Supreme Court clarifies application of 183-day period
As regards application of the 183-day period in the tax treaty between Belgium and the Netherlands physical presence, too, should be taken into account, in addition to working days.
26 july 2017
As regards the 183-day period physical presence, too, is relevant
A Belgian resident is the director and sole shareholder of her own company (“BVBA”). The company is also registered in Belgium. She worked in the Netherlands for this company for 181 days in 2009. According to the Court of Appeal the Netherlands was not entitled to levy income tax on her remuneration since she had worked in the Netherlands for less than 183 days. According to the Court of Appeal, days of stay solely for private purposes should not be taken into account.
The Supreme Court disagrees, since the article on income from employment in the tax treaty between Belgium and the Netherlands refers to “the recipient is present in the other State”. This article is similar to the article in the OECD model treaty. Hence, the OECD Comment on the OECD model treaty must be interpreted. The comment clearly stipulates that the 183 day period must be calculated using the ‘days of physical presence’ method. The Supreme Court refers this case to the Court of Appeal again, to determine whether or not this director was physically present in the Netherlands for more than 183 days.

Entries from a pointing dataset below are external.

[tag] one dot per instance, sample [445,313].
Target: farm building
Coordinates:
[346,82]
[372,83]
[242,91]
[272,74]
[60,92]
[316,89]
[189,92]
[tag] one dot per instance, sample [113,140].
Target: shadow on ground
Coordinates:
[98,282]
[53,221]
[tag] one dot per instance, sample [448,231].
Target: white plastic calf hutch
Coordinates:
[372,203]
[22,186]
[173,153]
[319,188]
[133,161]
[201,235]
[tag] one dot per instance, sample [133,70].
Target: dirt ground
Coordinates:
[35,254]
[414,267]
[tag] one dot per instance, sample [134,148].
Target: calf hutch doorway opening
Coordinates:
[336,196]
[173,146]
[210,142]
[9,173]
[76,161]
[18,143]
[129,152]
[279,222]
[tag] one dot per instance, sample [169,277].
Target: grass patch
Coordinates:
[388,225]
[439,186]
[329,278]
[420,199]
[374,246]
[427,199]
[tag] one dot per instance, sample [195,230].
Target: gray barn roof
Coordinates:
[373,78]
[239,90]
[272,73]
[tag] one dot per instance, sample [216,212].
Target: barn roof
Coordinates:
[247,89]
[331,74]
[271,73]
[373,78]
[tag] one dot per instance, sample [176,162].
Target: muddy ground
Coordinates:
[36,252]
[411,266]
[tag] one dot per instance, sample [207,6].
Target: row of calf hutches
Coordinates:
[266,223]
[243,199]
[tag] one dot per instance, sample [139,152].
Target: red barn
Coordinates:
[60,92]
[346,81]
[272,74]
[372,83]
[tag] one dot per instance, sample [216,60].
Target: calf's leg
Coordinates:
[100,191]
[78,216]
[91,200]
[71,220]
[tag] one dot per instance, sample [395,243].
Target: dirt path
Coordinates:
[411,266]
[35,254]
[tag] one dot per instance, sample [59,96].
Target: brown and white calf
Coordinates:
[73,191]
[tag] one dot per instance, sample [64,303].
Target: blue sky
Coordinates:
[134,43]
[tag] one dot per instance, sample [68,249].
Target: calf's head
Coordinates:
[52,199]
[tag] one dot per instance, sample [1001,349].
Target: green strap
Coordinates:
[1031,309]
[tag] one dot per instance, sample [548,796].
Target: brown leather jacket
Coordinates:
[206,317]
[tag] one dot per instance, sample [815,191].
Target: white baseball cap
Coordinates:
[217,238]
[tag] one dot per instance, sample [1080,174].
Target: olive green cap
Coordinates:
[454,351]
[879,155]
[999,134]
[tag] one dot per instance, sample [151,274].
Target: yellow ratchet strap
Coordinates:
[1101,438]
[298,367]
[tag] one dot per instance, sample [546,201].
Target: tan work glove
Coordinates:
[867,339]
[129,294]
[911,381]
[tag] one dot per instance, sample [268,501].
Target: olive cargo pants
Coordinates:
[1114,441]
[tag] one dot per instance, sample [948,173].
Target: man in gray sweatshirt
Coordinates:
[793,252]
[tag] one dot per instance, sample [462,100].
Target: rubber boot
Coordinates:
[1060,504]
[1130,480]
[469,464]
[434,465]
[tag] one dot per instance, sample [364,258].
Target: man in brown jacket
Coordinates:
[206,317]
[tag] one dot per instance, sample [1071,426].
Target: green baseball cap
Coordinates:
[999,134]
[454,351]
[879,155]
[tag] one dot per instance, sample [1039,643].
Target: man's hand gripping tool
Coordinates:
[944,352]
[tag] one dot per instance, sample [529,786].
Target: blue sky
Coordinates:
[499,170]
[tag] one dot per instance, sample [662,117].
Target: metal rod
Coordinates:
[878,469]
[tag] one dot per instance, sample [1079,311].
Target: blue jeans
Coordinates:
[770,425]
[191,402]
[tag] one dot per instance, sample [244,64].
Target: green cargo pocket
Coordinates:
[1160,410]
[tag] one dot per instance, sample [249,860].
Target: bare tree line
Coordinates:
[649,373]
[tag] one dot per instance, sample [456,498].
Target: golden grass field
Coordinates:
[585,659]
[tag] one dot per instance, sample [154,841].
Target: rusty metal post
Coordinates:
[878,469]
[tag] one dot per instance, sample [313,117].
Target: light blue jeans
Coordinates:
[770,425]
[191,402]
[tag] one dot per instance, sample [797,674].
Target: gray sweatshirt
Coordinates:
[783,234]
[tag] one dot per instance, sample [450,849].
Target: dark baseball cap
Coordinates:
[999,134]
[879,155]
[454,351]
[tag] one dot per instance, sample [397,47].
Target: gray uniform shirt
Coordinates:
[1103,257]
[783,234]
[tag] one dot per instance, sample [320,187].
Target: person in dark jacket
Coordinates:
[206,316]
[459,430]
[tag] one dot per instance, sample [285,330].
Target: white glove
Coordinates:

If the director was indeed physically present in the Netherlands for more than 183 days – which has to be ascertained by the Court of Appeal -, then the question is whether the so-called fictitious wage rule also applies. Anticipating the Court of Appeal’s decision, the Supreme Court already answers this question. As the director is the sole shareholder, she holds a substantial interest in her own company. In determining whether or not there is a substantial interest, it is irrelevant that her company is registered in Belgium. Thus, the fictitious wage rule applies.